Liam Simonelli offers a quote that outlines the hopes Gorbachev had for glasnost (openness) and perestroika (reform), but he was fighting an uphill battle, not just against the Communist Party but against history and a deeply embedded culture that had seen rivalries between elite Westernizers and more firmly rooted Slavophiles since the days of Peter the Great.

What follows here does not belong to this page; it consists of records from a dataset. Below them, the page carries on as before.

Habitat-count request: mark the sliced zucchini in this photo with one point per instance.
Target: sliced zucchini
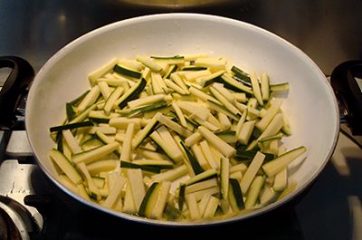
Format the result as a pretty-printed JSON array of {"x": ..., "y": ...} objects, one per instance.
[
  {"x": 95, "y": 154},
  {"x": 254, "y": 191},
  {"x": 131, "y": 93},
  {"x": 202, "y": 176},
  {"x": 193, "y": 206},
  {"x": 145, "y": 132},
  {"x": 71, "y": 126},
  {"x": 126, "y": 71},
  {"x": 251, "y": 172},
  {"x": 224, "y": 177},
  {"x": 64, "y": 164},
  {"x": 217, "y": 142},
  {"x": 148, "y": 201},
  {"x": 273, "y": 167},
  {"x": 135, "y": 180},
  {"x": 235, "y": 195},
  {"x": 196, "y": 167}
]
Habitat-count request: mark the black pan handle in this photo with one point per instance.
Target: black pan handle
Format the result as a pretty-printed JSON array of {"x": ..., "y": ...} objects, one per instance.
[
  {"x": 349, "y": 93},
  {"x": 16, "y": 85}
]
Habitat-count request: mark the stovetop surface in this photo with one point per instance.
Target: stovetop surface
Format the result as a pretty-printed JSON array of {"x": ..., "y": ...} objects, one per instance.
[{"x": 327, "y": 30}]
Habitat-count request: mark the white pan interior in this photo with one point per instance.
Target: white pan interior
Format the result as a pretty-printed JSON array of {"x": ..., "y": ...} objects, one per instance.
[{"x": 311, "y": 104}]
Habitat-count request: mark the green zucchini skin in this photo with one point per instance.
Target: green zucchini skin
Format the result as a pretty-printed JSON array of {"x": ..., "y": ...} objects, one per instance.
[{"x": 133, "y": 94}]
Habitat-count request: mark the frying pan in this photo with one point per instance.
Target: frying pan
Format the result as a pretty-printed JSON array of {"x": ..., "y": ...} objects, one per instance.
[{"x": 311, "y": 105}]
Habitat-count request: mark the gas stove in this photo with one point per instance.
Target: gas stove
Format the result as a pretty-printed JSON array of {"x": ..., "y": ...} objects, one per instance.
[{"x": 32, "y": 207}]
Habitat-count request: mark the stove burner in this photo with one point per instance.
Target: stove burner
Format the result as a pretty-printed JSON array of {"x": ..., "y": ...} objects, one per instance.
[{"x": 8, "y": 230}]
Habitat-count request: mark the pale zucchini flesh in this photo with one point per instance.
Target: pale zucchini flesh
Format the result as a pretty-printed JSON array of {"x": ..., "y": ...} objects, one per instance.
[{"x": 179, "y": 138}]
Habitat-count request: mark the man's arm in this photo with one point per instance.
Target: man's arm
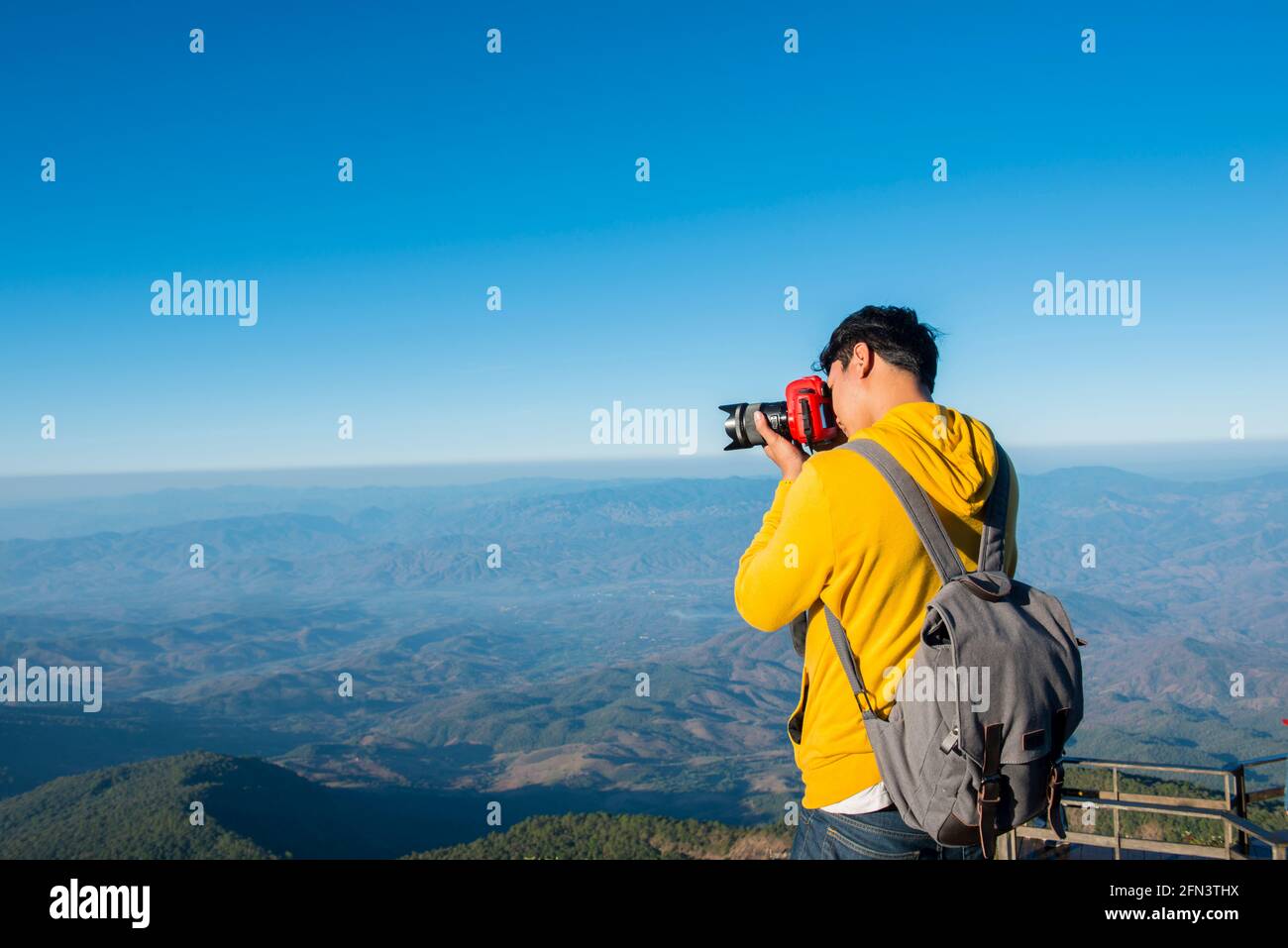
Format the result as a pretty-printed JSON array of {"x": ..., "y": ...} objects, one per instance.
[{"x": 790, "y": 559}]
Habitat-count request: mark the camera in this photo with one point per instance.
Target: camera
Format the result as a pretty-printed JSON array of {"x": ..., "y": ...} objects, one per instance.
[{"x": 804, "y": 416}]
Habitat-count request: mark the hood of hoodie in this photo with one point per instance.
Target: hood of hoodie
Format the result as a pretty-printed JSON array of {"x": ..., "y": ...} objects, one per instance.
[{"x": 949, "y": 454}]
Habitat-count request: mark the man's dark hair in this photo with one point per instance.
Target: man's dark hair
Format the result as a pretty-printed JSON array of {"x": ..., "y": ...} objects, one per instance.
[{"x": 892, "y": 333}]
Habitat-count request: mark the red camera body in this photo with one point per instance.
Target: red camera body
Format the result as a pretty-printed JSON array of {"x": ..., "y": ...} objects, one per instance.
[{"x": 809, "y": 411}]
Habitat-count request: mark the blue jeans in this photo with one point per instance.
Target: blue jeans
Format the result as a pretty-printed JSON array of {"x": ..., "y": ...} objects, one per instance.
[{"x": 881, "y": 835}]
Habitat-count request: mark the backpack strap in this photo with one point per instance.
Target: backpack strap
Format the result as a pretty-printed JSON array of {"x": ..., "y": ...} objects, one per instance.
[
  {"x": 915, "y": 504},
  {"x": 992, "y": 537},
  {"x": 842, "y": 651},
  {"x": 990, "y": 789}
]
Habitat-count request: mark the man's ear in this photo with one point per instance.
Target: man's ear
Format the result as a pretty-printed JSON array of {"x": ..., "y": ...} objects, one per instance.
[{"x": 862, "y": 357}]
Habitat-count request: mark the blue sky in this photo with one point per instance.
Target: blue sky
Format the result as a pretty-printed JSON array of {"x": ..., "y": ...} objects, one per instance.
[{"x": 518, "y": 170}]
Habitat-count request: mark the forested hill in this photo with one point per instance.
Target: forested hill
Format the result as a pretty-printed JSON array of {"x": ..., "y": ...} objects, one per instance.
[{"x": 616, "y": 836}]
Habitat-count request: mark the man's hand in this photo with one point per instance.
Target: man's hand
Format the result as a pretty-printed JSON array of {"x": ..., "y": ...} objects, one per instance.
[{"x": 782, "y": 451}]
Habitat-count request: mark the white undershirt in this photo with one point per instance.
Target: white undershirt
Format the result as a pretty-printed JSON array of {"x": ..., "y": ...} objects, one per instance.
[{"x": 864, "y": 801}]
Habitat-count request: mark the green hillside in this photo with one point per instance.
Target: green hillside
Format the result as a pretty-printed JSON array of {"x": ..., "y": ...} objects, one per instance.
[
  {"x": 130, "y": 811},
  {"x": 612, "y": 836}
]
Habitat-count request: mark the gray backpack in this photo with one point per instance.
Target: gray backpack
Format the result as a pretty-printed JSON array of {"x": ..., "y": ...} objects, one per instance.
[{"x": 965, "y": 771}]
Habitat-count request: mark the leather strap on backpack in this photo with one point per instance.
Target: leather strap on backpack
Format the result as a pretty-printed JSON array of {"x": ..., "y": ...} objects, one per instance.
[
  {"x": 1055, "y": 782},
  {"x": 990, "y": 789}
]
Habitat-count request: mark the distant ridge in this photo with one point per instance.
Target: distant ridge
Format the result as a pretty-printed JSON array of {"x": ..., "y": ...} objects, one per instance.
[{"x": 614, "y": 836}]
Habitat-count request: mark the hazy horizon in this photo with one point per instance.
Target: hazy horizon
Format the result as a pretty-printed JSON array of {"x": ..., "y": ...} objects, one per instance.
[{"x": 1168, "y": 462}]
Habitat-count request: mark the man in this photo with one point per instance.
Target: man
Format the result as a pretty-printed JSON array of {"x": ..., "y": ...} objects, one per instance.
[{"x": 837, "y": 535}]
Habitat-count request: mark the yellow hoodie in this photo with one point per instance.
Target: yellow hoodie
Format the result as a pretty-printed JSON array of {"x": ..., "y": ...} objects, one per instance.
[{"x": 837, "y": 535}]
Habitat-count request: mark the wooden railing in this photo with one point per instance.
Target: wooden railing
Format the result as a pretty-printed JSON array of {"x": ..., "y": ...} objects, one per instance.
[{"x": 1233, "y": 811}]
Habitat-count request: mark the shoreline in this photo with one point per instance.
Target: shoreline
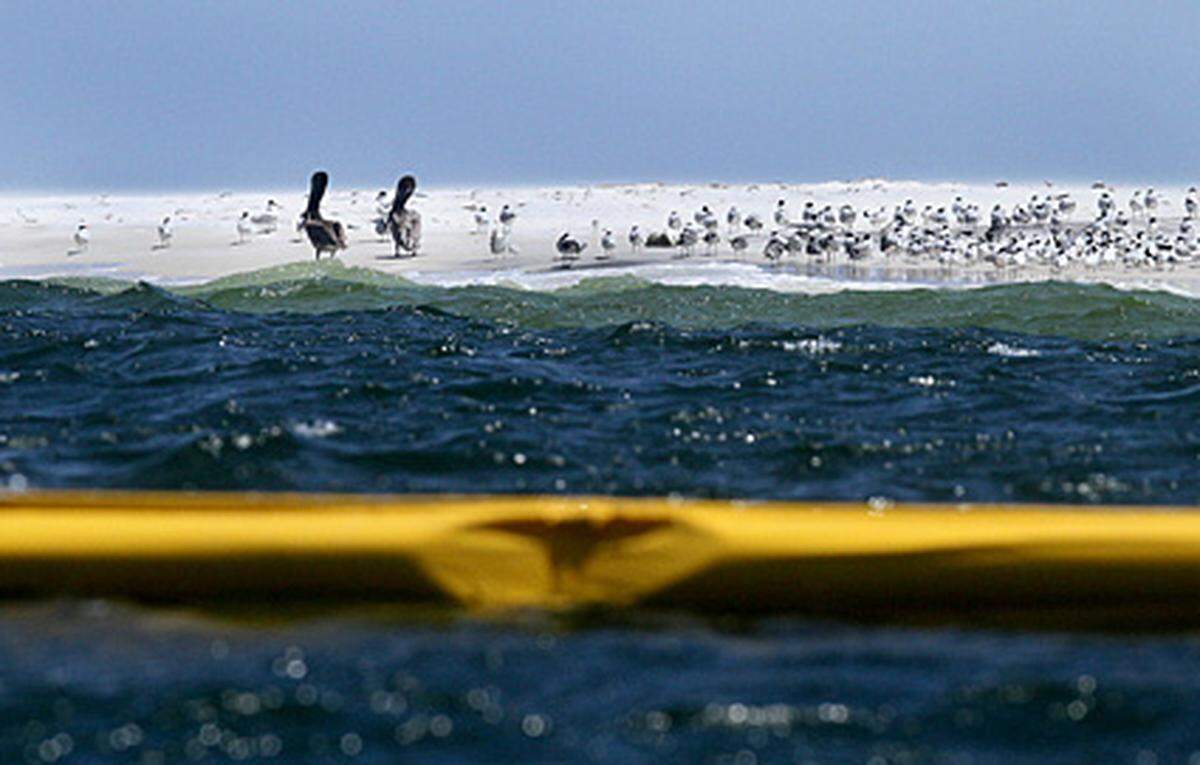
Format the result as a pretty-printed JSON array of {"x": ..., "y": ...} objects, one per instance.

It all began with great enthusiasm, but even that opening period had its flaws: My stepdaughter’s roommate interned there in grad school to study the changeover to Western style marketing, and reported, for instance, that, while Ben & Jerry were making ice cream there, using local labor and local dairy products, the Russians preferred Sealtest “because it’s imported!”

On a darker level, she went to a nightclub with friends from work and, on a trip to the ladies room, realized from the conversations there that she was apparently the only young woman in the place who was not, shall we say, on the clock.

The Communist Party may have imploded, but the mob was gaining power by the minute, and, within a very short time, where communism failed, organized crime triumphed, such that whether Vladimir Putin is a communist or a mob boss seems irrelevant.

 

As Christian Adams explains, what Gorbachev attempted to accomplish, Putin quickly, and successfully, undid.

 

Taiwanese cartoonist Stellina Chen traces her inspiration very simply: She was just fulfilling what Gorbachev had told Werner Herzog he wanted on his gravestone.

 

… and another thing

I see my colleague DD Degg has scooped me on this controversy, but, having lived a half hour south of Montreal for a dozen years or so, I’m not letting it go so easily.

To me, Boris’s intentions were absolutely clear, and if the unstylish old lady weren’t clearly an unreconstructed, anti-sovereignty anglophone, her dog’s sweater certainly gives it away. I even know the breed of dog: A West Island Terrier.

 

This Facebook clipping of a translated La Press article spells it out plainly, and while many francophones leapt to be offended, fair’s fair: When Montreal renamed Dorchester Avenue for Rene Levesque, anglophone loyalists looking for a fight got all het up about how much Dorchester had loved francophones. It also seemed a stretch.

The whole situation reminds me of a joke back in the ’60s, when Canada was seeking to redesign their flag, that it would be nine beavers pissing on a frog. C’est drôle parce que c’est vrai.

Mostly, it reminds me of Bowser & Blues’ classic tribute to those unrepentant opponents of change, stubbornly holding out in their West Island enclave.